Pendant que saint Louis, roi de France, combattait les Sarrasins à Massoure, par un secret jugement de Dieu, tout tourna au désavantage des nôtres car ils furent accablés de différentes maladies pestilentielles et d’une mortalité générale, qui s’étendait sur les hommes comme sur les chevaux ; au point qu’il y avait à peine quelqu’un dans l’armée qui ne pleurât ceux que la mort lui avait enlevés, ou allait lui enlever ; c’est pourquoi l’armée chrétienne épuisée périt en grande partie. La disette de vivres était telle qu’un grand nombre moururent de faim et d’inanition car les vaisseaux ne pouvaient passer de Damiette à l’armée à cause des barques des Sarrasins placées sur le fleuve. Les nôtres donc, pressés par ces incommodités, furent conduits par une inévitable nécessité â s’éloigner de ce lieu et à retourner vers le pays de Damiette, si le Seigneur le permettait. Mais le cinquième jour du mois d’avril, comme ils étaient en route pour s’en retourner, les Sarrasins, voyant qu’ils se retiraient, les attaquèrent bientôt vigoureusement avec une multitude infinie d’hommes d’armes. Il arriva, par la permission de Dieu, et peut-être en punition des péchés de quelques-uns, que le roi de France saint Louis tomba entre les mains des Sarrasins, et fut pris avec ses deux frères, Alphonse, comte de Poitou, et Charles, comte d’Anjou, et les autres qui s’en retournaient avec eux. Personne de ceux qui revenaient par terre ne put échapper, à l’exception d’un petit nombre, du légat et de quelques autres, qui peu de temps auparavant avaient quitté l’armée chrétienne. La plus grande partie de ceux qui revenaient par le fleuve furent aussi pris et tués. Dans le même temps, la reine de France Marguerite accoucha à Damiette d’un enfant appelé Jean, quelle fit surnommer Tristan, à cause de la tristesse qu’elle ressentit de la captivité de son mari et de ses frères, et des malheurs du peuple chrétien.

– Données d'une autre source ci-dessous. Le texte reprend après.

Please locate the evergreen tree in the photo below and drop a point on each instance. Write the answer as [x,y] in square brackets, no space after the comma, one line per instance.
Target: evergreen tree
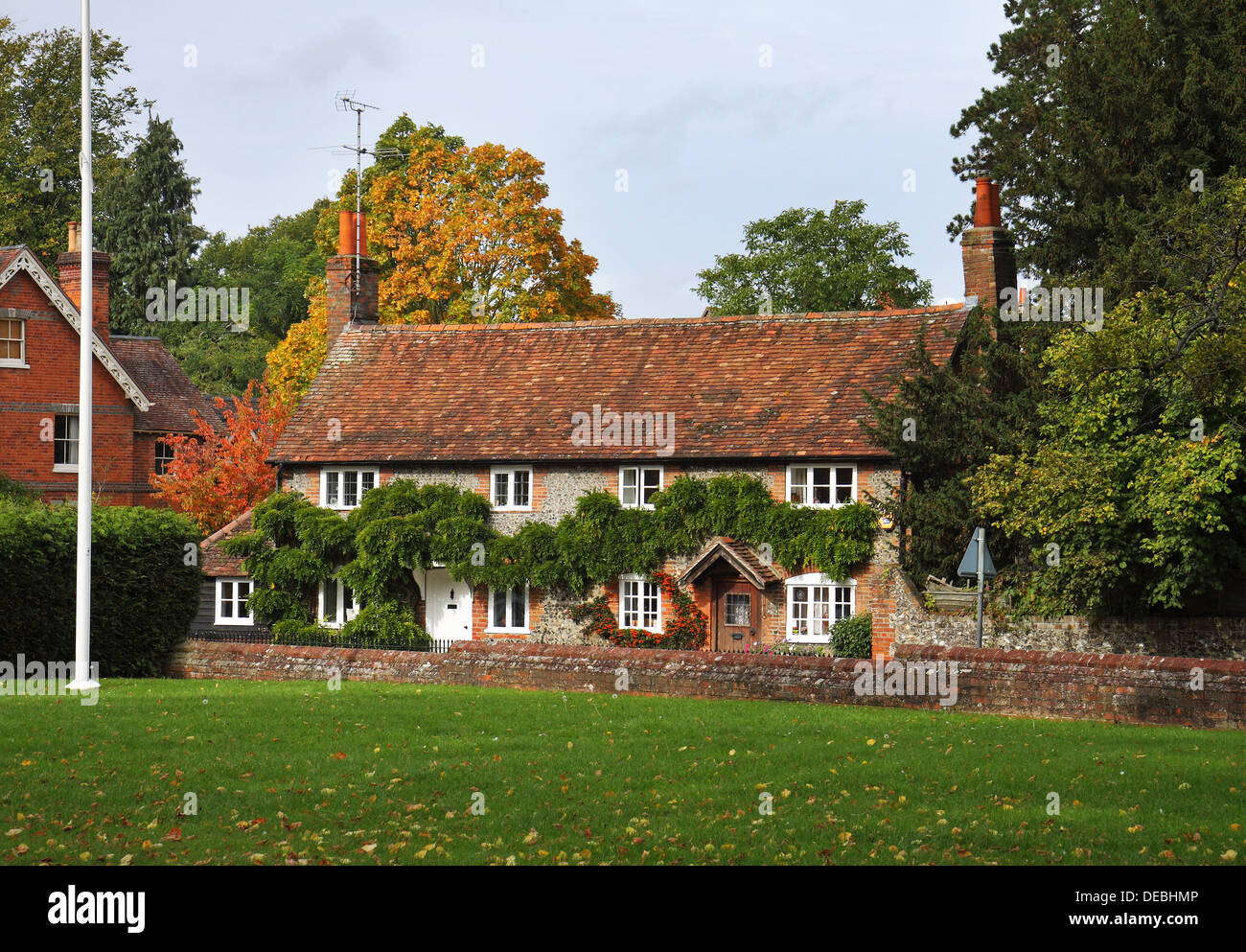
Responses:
[1108,110]
[40,98]
[146,224]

Frédéric, empereur des Romains déposé, conduisit prisonnier dans la Pouille, et fit mourir dans la fange d’un cachot Henri son fils, qu’il avait auparavant fait couronner roi des Romains, et lequel était accusé auprès de lui de rébellion. Ensuite ayant assiégé avec de grandes forces, parmi les villes de Lombardie, celle de Parme, comme lui étant plus odieuse, il fut vaincu par le légat du pape Innocent et par les habitans de Parme, et après avoir perdu tous ses trésors et d’autres biens, il s’en retourna dans la Pouille. En traversant ce pays, attaqué d’une grave maladie, il termina son dernier jour. Après sa mort, son fils Conrad, qu’il avait eu de la fille de feu Jean, roi de Jérusalem, commença à dominer puissamment dans la Pouille et dans le royaume de Sicile. Le pape Innocent, ayant appris la mort de Frédéric, quitta Lyon et la France, et partit pour Venise, en Italie, où il demeura pendant long-temps. Le soudan de Babylone, Melech El-Vahen, dernier descendant de la race de Saladin, qui tenait prisonnier saint Louis, roi de France, fut tué par les siens. Alors le saint roi ayant donné une rançon et rendu Damiette aux Sarrasins, fut délivré ! avec ses frères et les autres prisonniers chrétiens. Après sa délivrance, il envoya en France ses deux frères, Charles et Alphonse, pour consoler leur mère. Lui même, passant à Acre, fit munir cette ville de remparts et de tours, et fit aussi fortifier Jaffa et Sidon, et quelques autres châteaux, de manière qu’ils pussent résister aux ennemis. Étant resté dans la Terre-Sainte pendant l’espace d’environ cinq ans, il racheta beaucoup de prisonniers chrétiens, et fit en outre beaucoup de bien.